At length a timid and hesitating voice replied: “Master—Master of Ravenswood, is it you?”

“Yes, it is I, Caleb; open the door quickly.”

“But it is you in very blood and body? For I would sooner face fifty deevils as my master’s ghaist, or even his wraith; wherefore, aroint ye, if ye were ten times my master, unless ye come in bodily shape, lith and limb.”

“It is I, you old fool,” answered Ravenswood, “in bodily shape and alive, save that I am half dead with cold.”

The light at the upper window disappeared, and glancing from loophole to loophole in slow succession, gave intimation that the bearer was in the act of descending, with great deliberation, a winding staircase occupying one of the turrets which graced the angles of the old tower. The tardiness of his descent extracted some exclamations of impatience from Ravenswood, and several oaths from his less patient and more mecurial companion. Caleb again paused ere he unbolted the door, and once more asked if they were men of mould that demanded entrance at this time of night.

“Were I near you, you old fool,” said Bucklaw, “I would give you sufficient proofs of my bodily condition.”

“Open the gate, Caleb,” said his master, in a more soothing tone, partly from his regard to the ancient and faithful seneschal, partly perhaps because he thought that angry words would be thrown away, so long as Caleb had a stout iron-clenched oaken door betwixt his person and the speakers.

At length Caleb, with a trembling hand, undid the bars, opened the heavy door, and stood before them, exhibiting his thin grey hairs, bald forehead, and sharp high features, illuminated by a quivering lamp which he held in one hand, while he shaded and protected its flame with the other.
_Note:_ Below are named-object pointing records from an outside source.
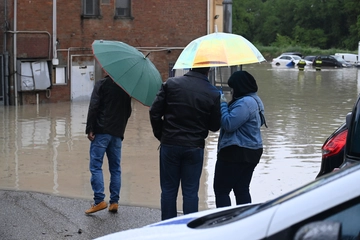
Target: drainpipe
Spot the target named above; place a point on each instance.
(55, 60)
(15, 54)
(6, 59)
(227, 9)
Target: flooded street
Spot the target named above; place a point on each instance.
(44, 148)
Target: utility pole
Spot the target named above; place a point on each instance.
(227, 9)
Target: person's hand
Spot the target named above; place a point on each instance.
(223, 98)
(91, 136)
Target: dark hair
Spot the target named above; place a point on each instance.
(242, 83)
(204, 70)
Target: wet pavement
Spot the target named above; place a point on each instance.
(30, 215)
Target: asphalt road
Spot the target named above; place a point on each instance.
(30, 215)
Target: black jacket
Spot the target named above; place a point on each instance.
(109, 109)
(185, 109)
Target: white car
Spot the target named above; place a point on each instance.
(327, 208)
(288, 60)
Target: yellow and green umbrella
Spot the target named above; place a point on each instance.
(129, 68)
(217, 50)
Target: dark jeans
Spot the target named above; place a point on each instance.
(232, 172)
(179, 164)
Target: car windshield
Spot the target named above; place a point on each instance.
(340, 59)
(235, 214)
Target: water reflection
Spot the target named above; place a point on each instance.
(44, 148)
The timorous, courteous glance which he threw around him, the effect of the partial light upon his white hair and illumined features, might have made a good painting; but our travellers were too impatient for security against the rising storm to permit them to indulge themselves in studying the picturesque. “Is it you, my dear master?—is it you yourself, indeed?” exclaimed the old domestic. “I am wae ye suld hae stude waiting at your ain gate; but wha wad hae thought o’ seeing ye sae sune, and a strange gentleman with a—(Here he exclaimed apart, as it were, and to some inmate of the tower, in a voice not meant to be heard by those in the court)—Mysie—Mysie, woman! stir for dear life, and get the fire mended; take the auld three-legged stool, or ony thing that’s readiest that will make a lowe. I doubt we are but puirly provided, no expecting ye this some months, when doubtless ye was hae been received conform till your rank, as gude right is; but natheless——”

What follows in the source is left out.